I've also tried some of Fred's noise removal scripts but I couldn't isolate them to the noise only as they ate into the letters as well.

Also looked at Snibgo's monochrome scripts but could not make head nor tail of them :-)

Any suggestions appreciated.

Many thanks
Miguel

Re: OCR a scan of a faded microfiche

Posted: 2016-04-02T23:49:04-07:00
by snibgo
I suggest you manually clean the image, using Gimp or similar, until your OCR software can read it. Then show us that image, and we might be able to suggest how to automatically to the cleaning.
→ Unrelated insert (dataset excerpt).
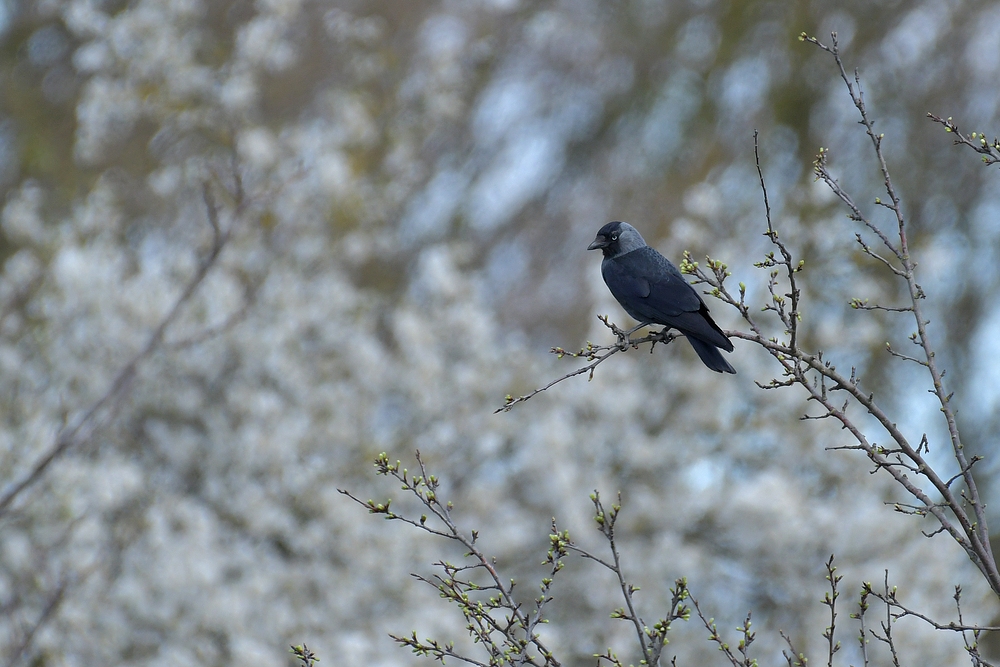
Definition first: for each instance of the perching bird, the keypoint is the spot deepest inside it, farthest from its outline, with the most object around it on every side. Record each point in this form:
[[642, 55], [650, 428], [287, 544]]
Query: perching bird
[[653, 291]]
Re: OCR a scan of a faded microfiche

Posted: 2016-04-03T00:30:33-07:00
by miguellint
Hello Snibgo...

Here's one I made earlier :-)

This is what a scanned fiche with a 100% OCR strike rate looks like...

http://tinyurl.com/zc6culq

The original scanned image is of such a reasonable quality that all I need do is deskew and crop the image then make it a bit more "solid" using the following command supplied by Fred...

Code: Select all

convert infile  -negate -lat 10x10+2% -negate outfile.png
If needed I can do a despeckle with the following...

Code: Select all

convert infile -morphology close diamond:1  outfile.png
I have the deskew/crop/negate commands in a bash script which will quite happily work away in the background and tidy up 500 images in an hour or two. The OCR strike rate is usually 90%-ish.

The annoying thing is that the fiche I'm currently scanning are really quite faded. Using the scanner's "colour capture" option is the only way to bring out any definition.

Any advice appreciated.

Many thanks
Miguel

Re: OCR a scan of a faded microfiche

Posted: 2016-04-04T19:57:00-07:00
by miguellint
Here's a bash step-by-step that improves the OCR strike rate considerably.

(And here's a Dropbox link to a Before/After image so just X any popups asking you to register.)

Before and After
http://tinyurl.com/hl4qx5k

Code: Select all

# Despeckle
for f in *.png
  do
    file=`convert $f -format "%f" info:`
    convert $file -morphology close diamond:1  ${file%.*}_dspk.png
  done

# Floodfill with white
for f in *dspk.png
  do
    file=`convert $f -format "%f" info:`
    coordsNW=`convert $f -format "0,0" info:`
    convert $file -fuzz 20% -fill white -draw "color $coordsNW floodfill" ${file%.*}_ff.png
  done

# Slight blur
for f in *ff.png
  do
    file=`convert $f -format "%f" info:`
    convert $file -blur 0x1   ${file%.*}_blur.png
  done

# Convert to grayscale
for f in *blur.png
  do
    file=`convert $f -format "%f" info:`
    convert  $file -type Grayscale  ${file%.*}_gray.png
  done  


# Fred's ImageMagick Textcleaner script - BEST SCRIPT EVER :-)
# Use everywhere even when not needed 
for f in *gray.png
  do
    file=`convert $f -format "%f" info:`
    textcleaner $file ${file%.*}_tc.png
  done

# Darken/even out text
for f in *tc.png
  do
    file=`convert $f -format "%f" info:`
    convert $file  -negate -lat 10x10+2% -negate   ${file%.*}_dark.png
  done

# Slight blur again
for f in *dark.png
  do
    file=`convert $f -format "%f" info:`
    convert $file -blur 0x1   ${file%.*}_cleaned.png
  done

rename 's/_dspk_ff_blur_gray_tc_dark_cleaned/_cleaned/' *
rm *dspk*.png

Re: OCR a scan of a faded microfiche

Posted: 2016-05-21T04:26:43-07:00
by atariZen
Please don't use tinyurl. I cannot follow any of your links because tinyurl blocks Tor.

Anyway, without being able to see your links, I'll blindly suggest a tool called "unpaper". When I have to OCR a document, I use imagemagick in combination with unpaper.